Should My Boyfriend Put On those Clothes I Get for Him?

One Side's View: Bella

Whenever my partner fails to wear an item I've offered him, I experience upset. Purchasing items is my method of demonstrating I value him

I really love buying things for my partner, Axel. It relates to love; I become enthusiastic when I spot an item that makes me think of him.

I particularly like to purchase him garments – I think it offers him a little morale increase. Although I already like his fashion sense, it's my way of showing I value him.

My income is greater earnings than him, so it's not problematic to buy him items. I understand not all people show caring through gifts, but since I can afford it, why not?

Yet when he doesn't wear something I've given him, particularly after I've given consideration into it, I experience upset.

Recently, I purchased him a couple of denim pants. Yet I observed he hadn't worn them, and asked if he liked them.

He appeared below the following day sporting them, stating: "Look, I've got your denim on!" This caused me feeling stupid.

It seemed as if he was only wearing them since I had questioned. To some extent felt pleased, but conversely felt as if he was doing it to quiet me.

I don't expect him to put on everything immediately or to demonstrate appreciation, but whenever weeks pass and I don't see him sporting my items, I start to doubt if he enjoyed them in the first place.

I wish him to look his finest – so, indeed, I have opinions about what suits him.

On one occasion, I sought to remove his Crocs. I hate them. He got really irritated. Perhaps I went too far a somewhat.

He claimed I was trying to remove his personality, but I wasn't. I simply desired him to recognize what I perceive: that he could look amazing if he enhanced his clothing collection slightly.

Axel has got wonderful taste when he chooses to, and I get annoyed when he sticks to the routine items out of habit.

I suppose that's because he lacks as much interest in fashion as I do and doesn't have as much money to invest in his wardrobe.

However, from my perspective, at times it's not about the garments at all; it's about desiring to feel that my gestures are valued.

I adore that he is autonomous and strong-willed; it's part of what makes him him. But I furthermore hope he'd see that when I get him gifts, I'm simply trying to connect with him.

The Defence: Axel

I've been single so extensively I'm unfamiliar with individuals buying me things – and I don't like receiving instructions what to do

I think her practice of buying me items and then growing upset when I don't wear them is concerning.

Not anyone should be pressured to wear a gift when the giver desires. This diminishes from the significance of a gift, which is supposed to be selfless.

Concerning the jeans, I only hadn't had around to putting on them as it was quite hot this summer.

But when she inquired if I liked them, I put them on the very following day.

My girlfriend then blamed me of just putting on them to placate her, which was kind of true.

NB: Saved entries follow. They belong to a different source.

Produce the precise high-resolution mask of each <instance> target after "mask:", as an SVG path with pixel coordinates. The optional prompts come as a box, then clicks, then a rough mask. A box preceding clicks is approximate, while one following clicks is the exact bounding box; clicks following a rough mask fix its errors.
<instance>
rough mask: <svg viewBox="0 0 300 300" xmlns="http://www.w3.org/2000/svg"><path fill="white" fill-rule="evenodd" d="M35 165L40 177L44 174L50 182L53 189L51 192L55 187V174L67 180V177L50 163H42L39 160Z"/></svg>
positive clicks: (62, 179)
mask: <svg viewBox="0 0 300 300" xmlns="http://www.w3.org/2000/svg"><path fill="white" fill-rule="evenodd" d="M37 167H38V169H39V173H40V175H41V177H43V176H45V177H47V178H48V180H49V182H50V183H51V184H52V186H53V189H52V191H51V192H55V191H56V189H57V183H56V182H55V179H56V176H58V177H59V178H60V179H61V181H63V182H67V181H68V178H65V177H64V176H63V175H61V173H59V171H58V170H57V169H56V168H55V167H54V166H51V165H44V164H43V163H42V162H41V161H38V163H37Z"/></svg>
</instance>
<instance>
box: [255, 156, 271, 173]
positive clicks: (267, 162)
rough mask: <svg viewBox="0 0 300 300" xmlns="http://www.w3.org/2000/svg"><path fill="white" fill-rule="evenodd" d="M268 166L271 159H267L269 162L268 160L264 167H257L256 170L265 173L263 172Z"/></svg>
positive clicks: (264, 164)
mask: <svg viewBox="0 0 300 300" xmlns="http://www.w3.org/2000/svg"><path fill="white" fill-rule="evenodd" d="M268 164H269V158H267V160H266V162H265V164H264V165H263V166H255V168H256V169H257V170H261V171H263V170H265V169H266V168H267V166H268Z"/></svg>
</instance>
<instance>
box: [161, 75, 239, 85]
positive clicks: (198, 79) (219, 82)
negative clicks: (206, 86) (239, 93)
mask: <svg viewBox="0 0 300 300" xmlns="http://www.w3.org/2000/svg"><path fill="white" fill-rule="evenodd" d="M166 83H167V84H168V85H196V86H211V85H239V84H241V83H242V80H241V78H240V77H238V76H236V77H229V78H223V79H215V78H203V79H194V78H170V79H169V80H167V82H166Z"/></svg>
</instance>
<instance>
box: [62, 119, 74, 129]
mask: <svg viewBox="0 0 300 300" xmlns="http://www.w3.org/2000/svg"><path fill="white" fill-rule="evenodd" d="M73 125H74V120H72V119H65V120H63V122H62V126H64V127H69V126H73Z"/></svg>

But my belief is: avoid asking me to put on something you purchased and then blame me of not genuinely desiring to wear it.

That scenario makes sense.

I should be free to choose when to put on my clothes. She is being quite kind when she purchases me items, but I prefer not to sensing compelled.

She stated I was thankless when I raised this issue, but it's truly not the case.

Bella furthermore makes a considerably more funds than me, and it isn't a significant issue for her to indulge on fresh pieces.

But I lack that multiple clothes, and I'm familiar with wearing the identical outfits. It takes me a some period to adjust to having new things in my clothing collection.

I'm also unfamiliar with individuals getting me things, as this is my initial partnership. There's possibly furthermore a little of me being strong-willed.

When my girlfriend sought to discard my sandals, I failed to respond favorably.

I actually appreciate the jeans she bought me, but sometimes if she has a great thought, my immediate response is to reject to do it, only because I've been single for so extensively and I dislike receiving instructions what to perform.

Bella has also mentioned this tendency in me, and I understand I need to work on it.

Nonetheless, on the other hand of me doubts whether Bella is getting me gifts because she's {trying|attempt

Ryan Berg
Ryan Berg

A tech journalist with a passion for exploring cutting-edge innovations and making complex tech topics accessible to all readers.